In Search of The Best Answer, Not a Better Answer Whenever there is a major man-made disaster or some kind of accident, responsible officials usually convene a team that conducts an investigation. The results of that investigation will usually identify a "root cause" and several "contributing causes". If it was a plane crash, the team will probably present the root cause as either pilot error or some kind of maintenance error. But, if you really want to find out what caused the problem and how to fix it, look at the "contributing causes". Those are the keys to not experiencing that event in the future.
Although, often practiced in a jargon-filled method that does not communicate well to the general public, root cause analysis, provides a tool for us to develop robust, enduring solutions to problems we face, whether they are in safety or in any area we find we cannot accept repeat occurences of that problem. This article will outline what I believe is a better root cause analysis method and how it can be used to develop robust solutions.
"The root cause of the problem in the one you choose to fix... (or blame...)"
The quote above is from a consultant who had participated in several failure investigations, and found that some organizations would argue such that the root cause identified in the final report would either be something they already had a solution for, or could be considered something out of their control. In either case, we can do better.

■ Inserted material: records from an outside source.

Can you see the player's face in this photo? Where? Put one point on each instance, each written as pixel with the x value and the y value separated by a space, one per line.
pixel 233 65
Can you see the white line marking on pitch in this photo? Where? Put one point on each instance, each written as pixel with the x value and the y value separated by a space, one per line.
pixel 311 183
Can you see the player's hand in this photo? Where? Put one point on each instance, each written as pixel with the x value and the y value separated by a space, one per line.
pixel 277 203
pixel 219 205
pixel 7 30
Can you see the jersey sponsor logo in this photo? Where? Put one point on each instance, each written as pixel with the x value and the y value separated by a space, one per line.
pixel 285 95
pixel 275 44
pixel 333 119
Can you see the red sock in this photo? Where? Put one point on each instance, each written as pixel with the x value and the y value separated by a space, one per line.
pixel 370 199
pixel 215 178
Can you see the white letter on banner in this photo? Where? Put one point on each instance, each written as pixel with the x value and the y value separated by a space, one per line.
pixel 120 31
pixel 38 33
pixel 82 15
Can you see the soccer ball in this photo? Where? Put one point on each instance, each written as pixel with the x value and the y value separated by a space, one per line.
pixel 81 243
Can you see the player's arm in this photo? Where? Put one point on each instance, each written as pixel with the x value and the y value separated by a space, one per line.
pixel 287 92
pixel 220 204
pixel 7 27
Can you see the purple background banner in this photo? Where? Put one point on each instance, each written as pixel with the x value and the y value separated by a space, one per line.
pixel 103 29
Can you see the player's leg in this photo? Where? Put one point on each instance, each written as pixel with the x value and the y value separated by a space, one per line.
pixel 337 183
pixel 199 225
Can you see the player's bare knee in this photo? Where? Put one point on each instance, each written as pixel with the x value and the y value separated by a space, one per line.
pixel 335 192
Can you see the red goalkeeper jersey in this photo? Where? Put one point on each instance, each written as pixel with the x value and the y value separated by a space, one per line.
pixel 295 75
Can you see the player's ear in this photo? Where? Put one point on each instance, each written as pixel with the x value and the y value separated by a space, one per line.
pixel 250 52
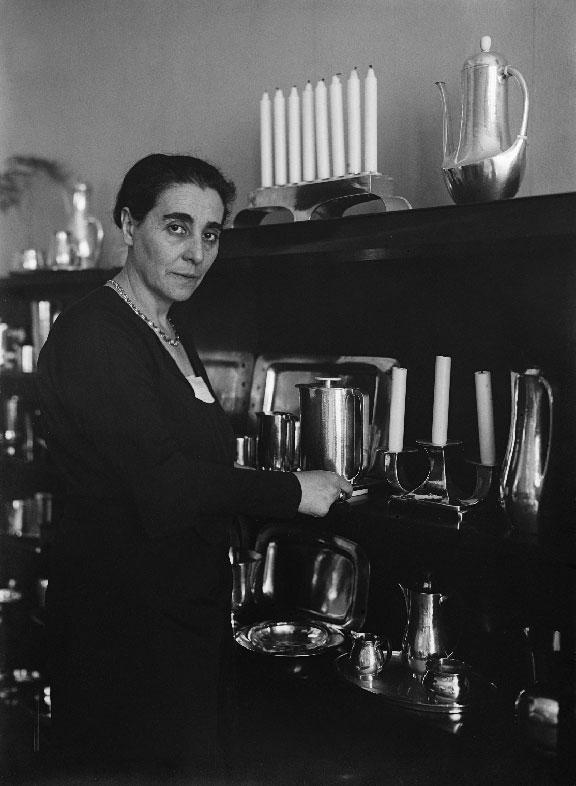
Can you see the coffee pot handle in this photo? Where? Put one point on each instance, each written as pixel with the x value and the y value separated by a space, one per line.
pixel 511 71
pixel 548 388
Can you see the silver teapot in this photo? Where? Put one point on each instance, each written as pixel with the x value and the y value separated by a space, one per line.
pixel 426 634
pixel 334 427
pixel 527 455
pixel 485 164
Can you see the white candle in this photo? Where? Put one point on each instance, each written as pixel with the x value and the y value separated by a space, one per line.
pixel 337 127
pixel 485 411
pixel 266 141
pixel 354 132
pixel 322 145
pixel 294 137
pixel 308 144
pixel 397 406
pixel 371 122
pixel 441 400
pixel 279 138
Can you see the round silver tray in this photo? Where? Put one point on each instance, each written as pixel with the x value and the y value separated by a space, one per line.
pixel 397 686
pixel 334 638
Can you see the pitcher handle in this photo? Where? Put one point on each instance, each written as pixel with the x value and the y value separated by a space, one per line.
pixel 361 409
pixel 548 389
pixel 511 71
pixel 99 235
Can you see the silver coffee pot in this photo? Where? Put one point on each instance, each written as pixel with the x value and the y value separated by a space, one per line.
pixel 485 164
pixel 528 451
pixel 334 427
pixel 426 634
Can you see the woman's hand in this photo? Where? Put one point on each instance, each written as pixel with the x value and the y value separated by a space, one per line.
pixel 320 490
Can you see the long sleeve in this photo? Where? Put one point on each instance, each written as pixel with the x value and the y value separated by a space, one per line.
pixel 109 411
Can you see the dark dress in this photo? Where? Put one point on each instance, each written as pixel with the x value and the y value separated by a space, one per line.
pixel 140 580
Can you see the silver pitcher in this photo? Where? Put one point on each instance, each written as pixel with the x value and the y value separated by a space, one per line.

As an example, let's consider the problem of a fire that starts in an office building storeroom. We have to identify all possible causes, no matter how remote or whether or not they were involved with the event in question or not, to that fire. In the case of fire, there are always three: fuel, oxidizer, and an ignition source. Next, we identify evidence that those causes existed or not during our event. Those are shown in the next figure.
Now, we could continue and determine causes for our first line of causes. That would be absolutely necessary for several more levels, if we were dealing with a complex problem. However, in this case, my control over the causes can be determined with the information already outlined.

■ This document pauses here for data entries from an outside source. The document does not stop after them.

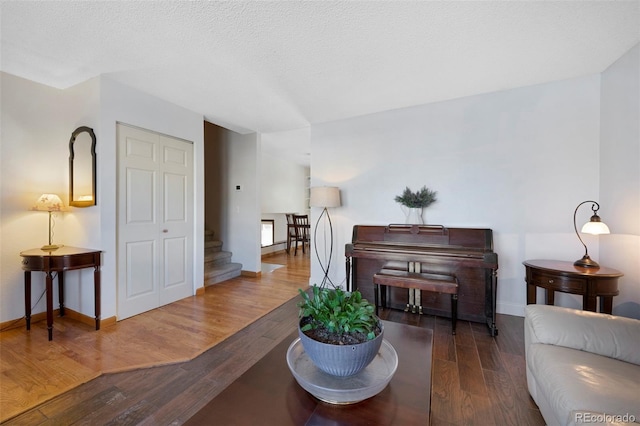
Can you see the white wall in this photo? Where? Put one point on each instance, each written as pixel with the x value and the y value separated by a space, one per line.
pixel 516 161
pixel 284 185
pixel 37 122
pixel 241 224
pixel 620 177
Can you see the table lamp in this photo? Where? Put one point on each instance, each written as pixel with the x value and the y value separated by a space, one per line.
pixel 595 227
pixel 49 203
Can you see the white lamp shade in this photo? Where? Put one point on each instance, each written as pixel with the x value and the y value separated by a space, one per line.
pixel 595 228
pixel 325 196
pixel 48 203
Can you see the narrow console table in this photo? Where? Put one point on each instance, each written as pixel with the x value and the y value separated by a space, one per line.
pixel 591 283
pixel 59 260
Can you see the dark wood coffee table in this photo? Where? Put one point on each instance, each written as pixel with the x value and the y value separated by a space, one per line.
pixel 268 394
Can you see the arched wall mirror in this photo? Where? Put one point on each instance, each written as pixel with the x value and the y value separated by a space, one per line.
pixel 82 167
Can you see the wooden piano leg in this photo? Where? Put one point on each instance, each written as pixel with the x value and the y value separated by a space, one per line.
pixel 410 306
pixel 454 312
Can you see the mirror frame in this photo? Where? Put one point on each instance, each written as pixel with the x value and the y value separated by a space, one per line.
pixel 74 135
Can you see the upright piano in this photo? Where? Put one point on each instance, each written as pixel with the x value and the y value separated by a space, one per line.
pixel 466 253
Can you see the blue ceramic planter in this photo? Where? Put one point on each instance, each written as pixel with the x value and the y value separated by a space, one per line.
pixel 341 360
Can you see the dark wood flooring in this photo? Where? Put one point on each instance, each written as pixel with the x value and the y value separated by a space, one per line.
pixel 477 379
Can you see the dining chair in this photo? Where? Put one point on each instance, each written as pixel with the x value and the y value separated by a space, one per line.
pixel 302 230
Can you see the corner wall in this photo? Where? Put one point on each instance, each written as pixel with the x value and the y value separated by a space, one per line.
pixel 620 177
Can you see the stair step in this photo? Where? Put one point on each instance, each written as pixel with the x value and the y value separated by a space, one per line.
pixel 222 273
pixel 213 245
pixel 216 258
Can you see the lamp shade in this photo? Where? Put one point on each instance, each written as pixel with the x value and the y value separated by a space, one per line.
pixel 48 203
pixel 325 196
pixel 595 228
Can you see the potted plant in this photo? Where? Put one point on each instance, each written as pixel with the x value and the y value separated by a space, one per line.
pixel 339 330
pixel 415 202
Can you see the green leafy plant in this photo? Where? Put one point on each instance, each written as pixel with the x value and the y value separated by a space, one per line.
pixel 337 311
pixel 422 198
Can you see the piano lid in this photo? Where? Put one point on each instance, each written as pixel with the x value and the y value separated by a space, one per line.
pixel 425 236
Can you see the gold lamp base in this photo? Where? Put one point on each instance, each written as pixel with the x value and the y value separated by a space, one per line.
pixel 586 262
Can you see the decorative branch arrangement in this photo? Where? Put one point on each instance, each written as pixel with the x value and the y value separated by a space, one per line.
pixel 419 199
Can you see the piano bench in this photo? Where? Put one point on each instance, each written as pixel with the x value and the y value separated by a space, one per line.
pixel 434 283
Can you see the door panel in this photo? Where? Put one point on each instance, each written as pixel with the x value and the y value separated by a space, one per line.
pixel 155 220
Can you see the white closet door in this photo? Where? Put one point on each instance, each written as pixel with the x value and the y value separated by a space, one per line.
pixel 155 220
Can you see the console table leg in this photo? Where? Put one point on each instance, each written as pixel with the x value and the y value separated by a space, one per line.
pixel 27 298
pixel 61 292
pixel 49 291
pixel 96 285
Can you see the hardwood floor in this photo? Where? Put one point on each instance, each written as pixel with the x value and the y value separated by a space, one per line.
pixel 477 380
pixel 33 370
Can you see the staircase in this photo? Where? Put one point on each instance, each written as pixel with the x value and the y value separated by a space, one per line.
pixel 217 263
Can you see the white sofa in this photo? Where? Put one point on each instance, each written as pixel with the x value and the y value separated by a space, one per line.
pixel 583 367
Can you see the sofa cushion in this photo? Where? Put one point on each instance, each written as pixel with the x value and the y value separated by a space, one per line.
pixel 607 335
pixel 576 382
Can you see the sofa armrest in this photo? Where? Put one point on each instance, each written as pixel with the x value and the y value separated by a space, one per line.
pixel 602 334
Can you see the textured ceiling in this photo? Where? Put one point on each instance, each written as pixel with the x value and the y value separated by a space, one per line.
pixel 272 66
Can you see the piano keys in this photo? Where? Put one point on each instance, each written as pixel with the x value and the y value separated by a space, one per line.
pixel 466 253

So, what is the root cause of my office fire? The short answer is: That's the wrong question. All of my causes to the office fire are necessary for that event to occur, so they are all "root causes". If I eliminate any one of them, it is impossible. And the best part is, if I can eliminate or control more than one, I have a robust solution. A solution that will make the event extremely unlikely in the future. That is our goal.

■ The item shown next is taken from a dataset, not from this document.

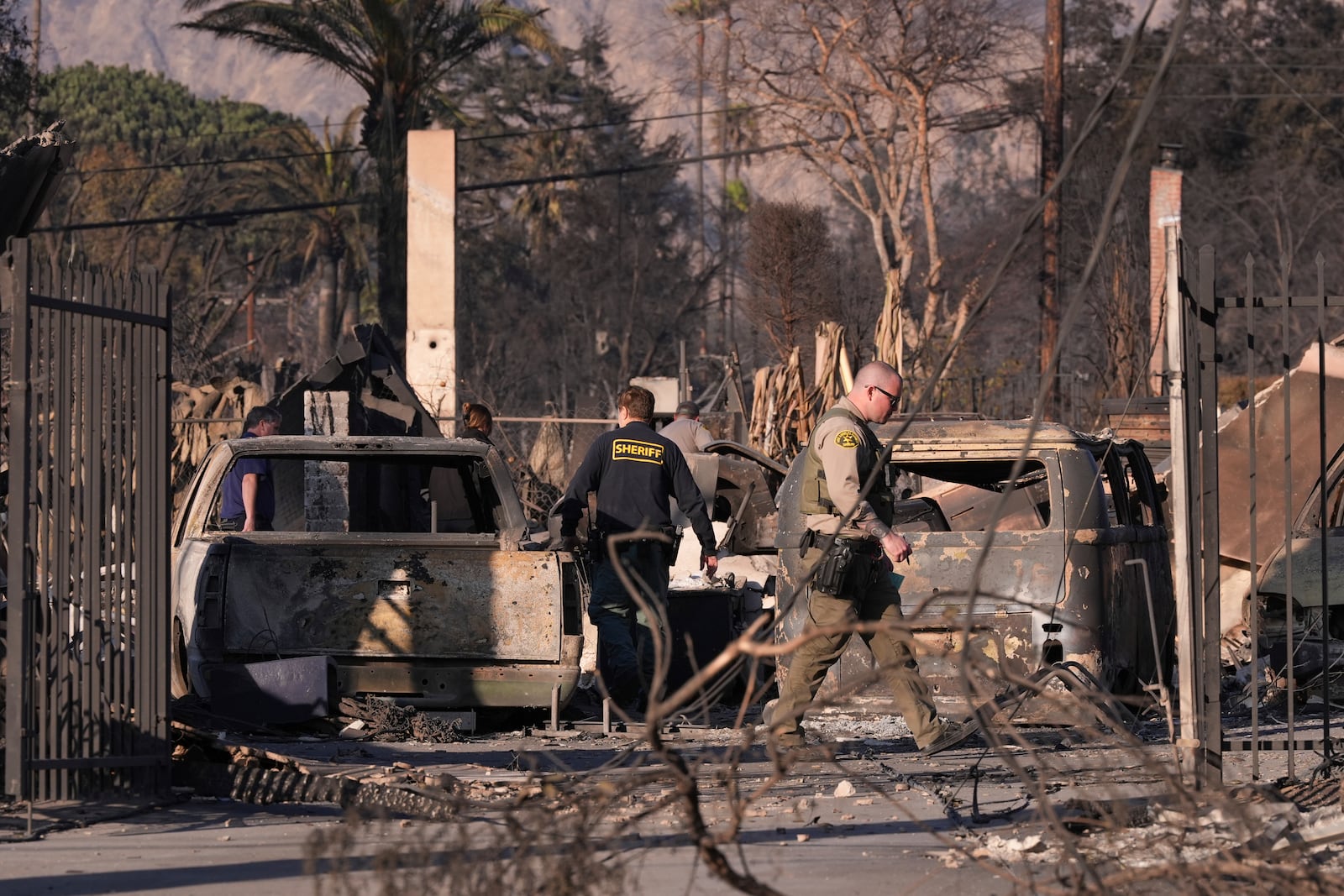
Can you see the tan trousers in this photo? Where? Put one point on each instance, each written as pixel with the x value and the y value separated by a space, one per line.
pixel 894 653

What remains is the identification of solutions, and then prioritizing based on impact and our ability to implement them. This figure displays some of our possible solutions, with only one eliminated as not being feasible. The greater the number of causes we can eliminate, the more robust is our solution to the problem. If I only choose to remove most of the paper from the storeroom, and one day someone reverses that decision without knowing the reasons behind it, we will again be at risk of the same problem. To create a lasting, successful solution, we must act on preventing as many causes as possible, not just a particular "root cause".
So, root cause analysis, if practiced correctly, isn't about assigning blame for a particular event; instead it is about finding true solutions that endure. And, preventing our problems from recurring and history from repeating itself can surely be counted as progress.